Google, Yahoo, Microsoft seen in MySpace ad talks

Filed under: finance — Tags: , , — Sun @ 1:21 pm

A $900 million search ad deal between Google Inc. and News Corp. expires this summer, reportedly setting up a competition involving the search giant, Yahoo Inc. and Microsoft Corp.

But declining Web traffic and other milestones on News Corp.'s MySpace have been far short of the goals laid out in the existing contract which expires in August, according to the Wall Street Journal, which is owned by News Corp.

The Journal cited unnamed sources familiar with the matter on Tuesday who said that any deal will be for significantly less money and will be much narrower.

The ad contract was a major factor in News Corp.'s ownership of MySpace, which it paid $650 million for.

But the social network has been surpassed by Palo Alto-based Facebook Inc payday loans., which has more than half a billion unique users compared to MySpace's 109 million users.
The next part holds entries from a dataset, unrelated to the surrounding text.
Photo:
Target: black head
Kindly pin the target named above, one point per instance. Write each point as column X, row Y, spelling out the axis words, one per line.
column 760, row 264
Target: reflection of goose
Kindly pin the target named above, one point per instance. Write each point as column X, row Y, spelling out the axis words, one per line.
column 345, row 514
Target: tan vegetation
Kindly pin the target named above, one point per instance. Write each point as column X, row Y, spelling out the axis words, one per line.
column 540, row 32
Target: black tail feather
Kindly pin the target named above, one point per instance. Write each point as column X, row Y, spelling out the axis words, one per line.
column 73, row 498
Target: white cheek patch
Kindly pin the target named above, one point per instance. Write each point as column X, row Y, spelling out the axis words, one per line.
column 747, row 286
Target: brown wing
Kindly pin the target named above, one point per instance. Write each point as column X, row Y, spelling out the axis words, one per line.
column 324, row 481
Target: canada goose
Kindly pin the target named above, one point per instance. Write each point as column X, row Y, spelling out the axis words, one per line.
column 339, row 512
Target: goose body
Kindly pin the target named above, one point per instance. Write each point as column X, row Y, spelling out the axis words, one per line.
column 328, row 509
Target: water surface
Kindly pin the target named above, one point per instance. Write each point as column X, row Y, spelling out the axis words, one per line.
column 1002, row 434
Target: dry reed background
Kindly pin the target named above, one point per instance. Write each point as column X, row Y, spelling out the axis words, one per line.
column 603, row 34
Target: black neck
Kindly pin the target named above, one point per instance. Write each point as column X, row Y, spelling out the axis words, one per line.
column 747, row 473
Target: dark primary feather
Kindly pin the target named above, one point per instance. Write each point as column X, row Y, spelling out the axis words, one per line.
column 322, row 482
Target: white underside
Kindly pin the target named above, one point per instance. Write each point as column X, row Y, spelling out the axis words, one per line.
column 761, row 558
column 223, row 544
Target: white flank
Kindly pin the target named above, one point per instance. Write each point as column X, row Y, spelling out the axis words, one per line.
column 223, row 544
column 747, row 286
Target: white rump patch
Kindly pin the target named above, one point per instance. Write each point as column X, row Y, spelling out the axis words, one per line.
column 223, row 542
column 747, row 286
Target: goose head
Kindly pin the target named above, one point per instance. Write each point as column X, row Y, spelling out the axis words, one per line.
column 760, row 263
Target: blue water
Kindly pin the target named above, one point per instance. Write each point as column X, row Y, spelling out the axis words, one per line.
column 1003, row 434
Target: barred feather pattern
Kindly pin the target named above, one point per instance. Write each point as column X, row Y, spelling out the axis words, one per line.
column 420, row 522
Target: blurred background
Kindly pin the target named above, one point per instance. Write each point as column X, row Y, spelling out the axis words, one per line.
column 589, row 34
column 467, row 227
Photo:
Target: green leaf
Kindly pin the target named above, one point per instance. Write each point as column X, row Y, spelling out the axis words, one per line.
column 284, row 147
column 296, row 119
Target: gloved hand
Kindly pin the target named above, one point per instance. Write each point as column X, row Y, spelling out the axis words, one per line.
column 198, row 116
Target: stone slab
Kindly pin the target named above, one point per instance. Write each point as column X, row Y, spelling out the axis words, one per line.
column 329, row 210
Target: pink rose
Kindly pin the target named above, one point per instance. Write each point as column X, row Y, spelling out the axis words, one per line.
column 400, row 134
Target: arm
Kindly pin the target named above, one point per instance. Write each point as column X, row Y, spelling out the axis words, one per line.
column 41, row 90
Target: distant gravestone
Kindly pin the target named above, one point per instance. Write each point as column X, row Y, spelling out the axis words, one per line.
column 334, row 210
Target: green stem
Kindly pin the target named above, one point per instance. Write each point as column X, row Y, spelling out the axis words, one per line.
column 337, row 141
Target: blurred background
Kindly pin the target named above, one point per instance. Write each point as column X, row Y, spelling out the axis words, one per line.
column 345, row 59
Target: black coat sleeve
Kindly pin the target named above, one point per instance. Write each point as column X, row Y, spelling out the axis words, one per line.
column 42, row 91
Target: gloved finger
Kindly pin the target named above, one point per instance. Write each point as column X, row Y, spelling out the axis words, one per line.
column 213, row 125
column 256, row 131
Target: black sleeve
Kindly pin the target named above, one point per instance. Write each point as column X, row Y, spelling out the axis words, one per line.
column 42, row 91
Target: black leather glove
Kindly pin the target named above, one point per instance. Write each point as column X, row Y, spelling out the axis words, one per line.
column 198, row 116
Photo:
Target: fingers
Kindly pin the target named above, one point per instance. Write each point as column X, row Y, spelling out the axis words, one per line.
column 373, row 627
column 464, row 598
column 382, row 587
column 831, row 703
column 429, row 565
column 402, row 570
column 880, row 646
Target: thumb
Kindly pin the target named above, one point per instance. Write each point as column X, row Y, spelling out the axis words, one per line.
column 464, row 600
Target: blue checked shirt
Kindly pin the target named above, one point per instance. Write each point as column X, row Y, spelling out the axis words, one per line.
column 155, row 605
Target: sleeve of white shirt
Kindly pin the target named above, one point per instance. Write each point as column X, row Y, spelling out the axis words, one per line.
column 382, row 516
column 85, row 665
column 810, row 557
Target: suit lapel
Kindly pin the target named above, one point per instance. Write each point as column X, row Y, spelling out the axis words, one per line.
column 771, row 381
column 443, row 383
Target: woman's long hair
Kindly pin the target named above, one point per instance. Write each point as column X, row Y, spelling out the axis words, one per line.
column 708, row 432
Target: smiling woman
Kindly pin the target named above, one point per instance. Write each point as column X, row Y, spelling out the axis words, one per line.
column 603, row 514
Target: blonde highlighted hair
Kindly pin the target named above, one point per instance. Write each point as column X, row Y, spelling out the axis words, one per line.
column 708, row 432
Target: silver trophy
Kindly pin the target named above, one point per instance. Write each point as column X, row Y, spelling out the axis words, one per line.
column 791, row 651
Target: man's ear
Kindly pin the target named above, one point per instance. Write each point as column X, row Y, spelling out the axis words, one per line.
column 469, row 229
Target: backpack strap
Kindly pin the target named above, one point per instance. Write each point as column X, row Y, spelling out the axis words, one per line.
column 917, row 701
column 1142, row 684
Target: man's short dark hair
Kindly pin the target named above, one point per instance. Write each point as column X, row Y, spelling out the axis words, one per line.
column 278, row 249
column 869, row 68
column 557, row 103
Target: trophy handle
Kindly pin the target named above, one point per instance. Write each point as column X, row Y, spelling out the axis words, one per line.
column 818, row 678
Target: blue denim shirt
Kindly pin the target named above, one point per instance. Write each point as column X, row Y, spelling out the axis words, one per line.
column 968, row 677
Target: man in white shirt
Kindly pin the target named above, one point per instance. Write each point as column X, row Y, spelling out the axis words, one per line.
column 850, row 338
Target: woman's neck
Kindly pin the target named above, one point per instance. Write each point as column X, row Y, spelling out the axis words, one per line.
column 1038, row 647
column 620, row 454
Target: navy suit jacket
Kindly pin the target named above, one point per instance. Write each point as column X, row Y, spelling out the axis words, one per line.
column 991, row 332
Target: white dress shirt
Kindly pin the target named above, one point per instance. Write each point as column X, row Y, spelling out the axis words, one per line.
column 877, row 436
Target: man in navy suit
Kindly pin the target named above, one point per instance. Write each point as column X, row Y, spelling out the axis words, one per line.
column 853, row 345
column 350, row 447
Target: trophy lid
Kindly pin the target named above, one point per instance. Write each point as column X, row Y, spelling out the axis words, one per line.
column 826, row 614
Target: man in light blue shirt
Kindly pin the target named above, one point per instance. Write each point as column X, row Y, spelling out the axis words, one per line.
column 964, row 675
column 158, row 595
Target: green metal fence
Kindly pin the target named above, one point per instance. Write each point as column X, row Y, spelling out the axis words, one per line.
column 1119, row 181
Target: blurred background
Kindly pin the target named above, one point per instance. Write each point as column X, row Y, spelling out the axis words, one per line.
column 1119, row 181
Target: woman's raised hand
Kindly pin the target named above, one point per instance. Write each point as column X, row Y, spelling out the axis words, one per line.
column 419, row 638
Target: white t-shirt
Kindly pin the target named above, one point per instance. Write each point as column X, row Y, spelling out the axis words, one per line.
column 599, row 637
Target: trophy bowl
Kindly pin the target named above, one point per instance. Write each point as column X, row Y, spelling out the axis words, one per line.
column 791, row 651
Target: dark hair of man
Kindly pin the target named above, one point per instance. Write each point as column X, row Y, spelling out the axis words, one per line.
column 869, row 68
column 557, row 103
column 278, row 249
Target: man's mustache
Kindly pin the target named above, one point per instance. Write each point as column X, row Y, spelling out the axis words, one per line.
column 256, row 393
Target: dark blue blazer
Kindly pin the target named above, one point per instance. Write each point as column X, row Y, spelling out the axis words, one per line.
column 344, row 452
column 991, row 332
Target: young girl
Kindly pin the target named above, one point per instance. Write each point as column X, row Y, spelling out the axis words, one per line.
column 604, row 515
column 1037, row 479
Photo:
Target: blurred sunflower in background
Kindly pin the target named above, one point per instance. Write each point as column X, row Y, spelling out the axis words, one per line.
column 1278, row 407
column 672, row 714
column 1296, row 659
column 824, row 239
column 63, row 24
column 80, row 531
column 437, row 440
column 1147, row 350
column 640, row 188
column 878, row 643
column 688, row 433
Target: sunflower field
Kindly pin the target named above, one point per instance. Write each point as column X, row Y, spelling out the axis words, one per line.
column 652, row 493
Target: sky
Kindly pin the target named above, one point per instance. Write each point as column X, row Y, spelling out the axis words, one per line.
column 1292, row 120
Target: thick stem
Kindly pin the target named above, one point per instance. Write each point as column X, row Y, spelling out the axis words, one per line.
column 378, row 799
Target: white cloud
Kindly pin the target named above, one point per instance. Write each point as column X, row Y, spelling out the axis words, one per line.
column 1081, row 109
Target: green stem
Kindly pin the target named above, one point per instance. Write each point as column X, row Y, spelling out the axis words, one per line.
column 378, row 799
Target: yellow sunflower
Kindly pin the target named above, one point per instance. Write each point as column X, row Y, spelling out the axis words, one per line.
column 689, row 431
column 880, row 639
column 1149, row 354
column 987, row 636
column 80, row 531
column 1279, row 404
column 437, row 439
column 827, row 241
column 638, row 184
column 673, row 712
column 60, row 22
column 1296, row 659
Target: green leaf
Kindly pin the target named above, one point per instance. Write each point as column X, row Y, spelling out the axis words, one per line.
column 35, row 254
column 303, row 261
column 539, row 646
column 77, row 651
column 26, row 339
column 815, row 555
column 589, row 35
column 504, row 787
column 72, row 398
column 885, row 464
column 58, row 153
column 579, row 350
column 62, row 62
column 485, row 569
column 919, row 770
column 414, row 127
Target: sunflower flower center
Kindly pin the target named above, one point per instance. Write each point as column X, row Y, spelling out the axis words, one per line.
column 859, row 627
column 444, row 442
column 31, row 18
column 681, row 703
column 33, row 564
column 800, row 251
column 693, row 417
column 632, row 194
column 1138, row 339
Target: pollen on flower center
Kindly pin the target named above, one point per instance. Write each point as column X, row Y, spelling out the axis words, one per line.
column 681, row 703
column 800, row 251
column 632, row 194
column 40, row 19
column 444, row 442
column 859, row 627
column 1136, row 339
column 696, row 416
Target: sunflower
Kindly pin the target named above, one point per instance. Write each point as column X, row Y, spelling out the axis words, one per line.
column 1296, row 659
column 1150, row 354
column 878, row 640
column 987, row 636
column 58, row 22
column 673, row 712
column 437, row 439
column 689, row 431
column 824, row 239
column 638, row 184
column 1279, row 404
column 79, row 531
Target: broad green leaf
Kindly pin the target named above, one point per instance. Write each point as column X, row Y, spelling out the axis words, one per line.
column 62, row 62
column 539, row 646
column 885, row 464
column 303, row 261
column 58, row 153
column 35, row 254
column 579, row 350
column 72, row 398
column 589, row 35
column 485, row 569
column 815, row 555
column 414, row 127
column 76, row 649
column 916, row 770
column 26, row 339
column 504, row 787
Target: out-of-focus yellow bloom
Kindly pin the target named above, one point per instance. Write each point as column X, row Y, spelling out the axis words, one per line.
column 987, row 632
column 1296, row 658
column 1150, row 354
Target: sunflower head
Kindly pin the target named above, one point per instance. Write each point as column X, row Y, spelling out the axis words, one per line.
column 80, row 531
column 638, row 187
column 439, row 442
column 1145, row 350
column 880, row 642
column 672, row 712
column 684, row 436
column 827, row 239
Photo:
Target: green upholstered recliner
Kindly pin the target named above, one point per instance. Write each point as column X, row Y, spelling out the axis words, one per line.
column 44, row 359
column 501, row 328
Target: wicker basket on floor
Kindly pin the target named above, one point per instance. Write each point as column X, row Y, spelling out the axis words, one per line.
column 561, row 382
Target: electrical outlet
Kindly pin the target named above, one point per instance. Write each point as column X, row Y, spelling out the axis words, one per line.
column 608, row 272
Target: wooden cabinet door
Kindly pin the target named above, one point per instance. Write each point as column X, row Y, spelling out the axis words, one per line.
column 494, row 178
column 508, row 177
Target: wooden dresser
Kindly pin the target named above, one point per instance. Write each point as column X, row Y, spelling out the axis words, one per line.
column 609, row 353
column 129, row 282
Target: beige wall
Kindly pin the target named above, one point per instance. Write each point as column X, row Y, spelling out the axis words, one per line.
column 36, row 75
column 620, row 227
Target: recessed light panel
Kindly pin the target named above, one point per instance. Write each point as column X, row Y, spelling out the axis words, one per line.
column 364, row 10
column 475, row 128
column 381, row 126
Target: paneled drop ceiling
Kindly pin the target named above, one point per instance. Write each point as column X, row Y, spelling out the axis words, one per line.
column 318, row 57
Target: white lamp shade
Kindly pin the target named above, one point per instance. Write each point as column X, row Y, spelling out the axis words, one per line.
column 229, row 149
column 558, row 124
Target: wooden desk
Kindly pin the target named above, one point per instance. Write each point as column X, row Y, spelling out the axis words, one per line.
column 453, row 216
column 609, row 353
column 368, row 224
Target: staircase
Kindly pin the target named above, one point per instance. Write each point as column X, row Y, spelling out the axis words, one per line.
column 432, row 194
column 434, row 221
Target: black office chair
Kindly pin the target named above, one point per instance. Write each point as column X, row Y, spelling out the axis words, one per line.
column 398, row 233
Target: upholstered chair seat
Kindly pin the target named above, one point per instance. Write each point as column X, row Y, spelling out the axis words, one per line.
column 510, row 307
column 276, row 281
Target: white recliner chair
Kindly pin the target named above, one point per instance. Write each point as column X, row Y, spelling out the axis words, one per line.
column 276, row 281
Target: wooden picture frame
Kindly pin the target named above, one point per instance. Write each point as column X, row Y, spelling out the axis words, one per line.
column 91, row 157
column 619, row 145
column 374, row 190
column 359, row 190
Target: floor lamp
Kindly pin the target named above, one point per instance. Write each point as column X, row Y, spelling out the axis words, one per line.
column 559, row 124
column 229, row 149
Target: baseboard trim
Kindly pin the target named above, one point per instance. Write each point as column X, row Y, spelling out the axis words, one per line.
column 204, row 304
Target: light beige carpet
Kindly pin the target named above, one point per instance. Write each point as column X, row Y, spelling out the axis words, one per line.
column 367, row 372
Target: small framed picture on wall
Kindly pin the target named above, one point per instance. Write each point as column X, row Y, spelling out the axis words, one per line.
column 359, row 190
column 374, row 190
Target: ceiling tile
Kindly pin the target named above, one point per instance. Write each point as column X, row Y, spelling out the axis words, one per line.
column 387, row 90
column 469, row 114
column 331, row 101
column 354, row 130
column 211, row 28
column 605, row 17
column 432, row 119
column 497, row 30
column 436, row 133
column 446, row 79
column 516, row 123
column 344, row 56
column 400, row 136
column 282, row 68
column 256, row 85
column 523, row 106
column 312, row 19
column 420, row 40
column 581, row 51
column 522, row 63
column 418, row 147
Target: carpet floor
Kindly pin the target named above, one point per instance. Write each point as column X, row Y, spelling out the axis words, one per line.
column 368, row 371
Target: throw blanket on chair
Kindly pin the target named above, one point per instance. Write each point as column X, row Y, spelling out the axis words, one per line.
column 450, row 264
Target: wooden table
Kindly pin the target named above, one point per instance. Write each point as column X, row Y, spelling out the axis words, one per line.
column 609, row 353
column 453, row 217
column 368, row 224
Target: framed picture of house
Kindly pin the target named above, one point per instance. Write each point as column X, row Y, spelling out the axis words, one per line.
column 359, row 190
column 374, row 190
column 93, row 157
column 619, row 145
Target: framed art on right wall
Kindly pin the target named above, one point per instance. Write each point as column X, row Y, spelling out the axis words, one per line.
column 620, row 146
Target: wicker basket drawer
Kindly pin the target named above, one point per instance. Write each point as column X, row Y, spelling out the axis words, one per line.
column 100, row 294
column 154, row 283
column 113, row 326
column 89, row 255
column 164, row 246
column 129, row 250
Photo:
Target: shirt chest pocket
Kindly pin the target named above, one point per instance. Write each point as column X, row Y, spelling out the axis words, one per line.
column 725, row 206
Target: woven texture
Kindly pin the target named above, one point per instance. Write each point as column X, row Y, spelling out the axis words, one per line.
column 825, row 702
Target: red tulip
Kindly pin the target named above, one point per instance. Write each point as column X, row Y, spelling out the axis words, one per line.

A number of high-level executives have left the company, amid a 30 percent cut in work force and a $450 million write down of the value of MySpace and other digital businesses by News Corp.

TechCrunch reported Tuesday that the search ad contract competition comes at a time that News Corp. may sell the Fox Audience Network (FAN), which it says serves most of the ads on MySpace. The blog reports that Menlo Park-based Silver Lake Partners is among the bidders and that if FAN is sold, MySpace is likely to quickly be sold as well.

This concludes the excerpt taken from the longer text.